MOORE, MOORE, MOORE
Review: Fahrenheit 11/9 is a lukewarm takedown of Trump
Movie Review
Director | Michael Moore | |
Written By | Michael Moore | |
Starring | Michael Moore | |
Release | 21 SEP (US) 19 OCT (UK) Certificate 15 |
Ali Gray
31st October 2018
There are ambitious movies, there are overly-ambitious movies, and then there are 'Let's tell the story of Donald Trump' movies. By now it should be pretty clear that the tall tales of the Trump presidency cannot be adequately covered in a single documentary - we're surely in 'multi-season HBO mini-series' territory - but Michael Moore has attempted to document Chapter 1 of The Donald Trump Story, the story of the American dream turned into a waking nightmare, handily prefaced here with a perfectly succinct and necessary question: "How the fuck did this happen?"
Moore's passion for the form is still evident, but he feels out of his depth here, frequently resorting to topics that have served him well in the past: corruption at a local level. Fahrenheit 11/9 is not entirely devoted to Trump - large sections of the movie switch focus from Washington to Moore's native city of Flint, Michigan, who have not had drinkable public water for four years. Moore attempts to draw parallels between Flint's water situation - an honestly horrifying act of flagrant government corruption - and Trump's ascendancy, but the connections are not expanded on further than 'this rich white asshole got away with this bullshit here, so why wouldn't this other rich white asshole also get away with other bullshit'. It's a subject that is clearly personal to Moore's heart, and the Flint sections see the director on form that suggests there's still fire in his belly, but this feels like a separate movie.
When he does orbit Planet Trump, Moore struggles to find anything that hasn't already been said about Literally The Worst Man In The World - there's nothing here that punctures the thickening numbness that's enveloping us all.

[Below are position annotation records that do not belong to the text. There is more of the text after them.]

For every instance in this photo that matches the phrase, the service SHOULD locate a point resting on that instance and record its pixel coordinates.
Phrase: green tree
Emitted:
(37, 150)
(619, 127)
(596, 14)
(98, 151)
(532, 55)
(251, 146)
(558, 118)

It's all well presented and incisive enough, but if you stay informed - because how could you not these days? - then you probably already follow two dozen Michael Moores on Twitter, and there is no shortage of skidmark-laden dirty laundry for them to air. Netflix shows like Dirty Money sift through his financial connections, newspapers dive into his taxes, tabloids lay bare his affairs: a feature film documentary just doesn't cut through the noise like it used to in the era of Bowling For Columbine. Tellingly, Trump himself hasn't even bothered to publicly berate Michael Moore on Twitter, which should tell you exactly how unconcerned he is about the film's content.
So: there's no mention of his taxes, there's no mention of the 19 credible sexual abuse claims against him, nothing about the porn star he fucked and paid off while his wife was home with his newborn baby, nothing on Charlottesville save for a few montages, no heat on Paul Ryan or Mitch McConnell or any of the gutless GOP cronies that prop him up, very little on Steve Bannon or Jared Kushner or Paul Manafort or Michael Flynn, or Don Jr for that matter, and there's not much more than a single joke about Russian collusion. There are, however, jibes at Obama and Hillary and the DNC in what feels like a misguided attempt at even-handedness, although that is not to say I am disputing their accuracy (the stuff about Bernie Sanders getting shafted by West Virginia despite winning all 55 counties is particularly galling, but again: different movie).
Moore does find time to offer slim hope courtesy of young Democrats like Alexandria Ocasio-Cortez and her fellow grass-roots socialist campaigners, like the incredible Parkland kids, lobbying harder and effecting more change than politicians three times their age. The film's cast of characters is huge, introducing a few new faces like the ex-Marine mayoral candidate who is constantly itching for a "fist fight out in the street", yet it still feels unsubstantial as a body of work. Fahrenheit 11/9 does not tell the full story - because, honestly, how could it? It doesn't pull its punches - there is a quite literal Hitler parallel in its closing stages - but it feels like precious few of them land - and if you're anything like me, you're still dreaming of the knockout blow.
Additional observations
- I was preoccupied throughout this entire film thinking about what the defining movie chronicling the Trump era will be. Not apropos of nothing, I miss Philip Seymour Hoffman.
- I had to choose between a screening of this, or a showing of Venom. I'm still not sure which film would have made me angrier.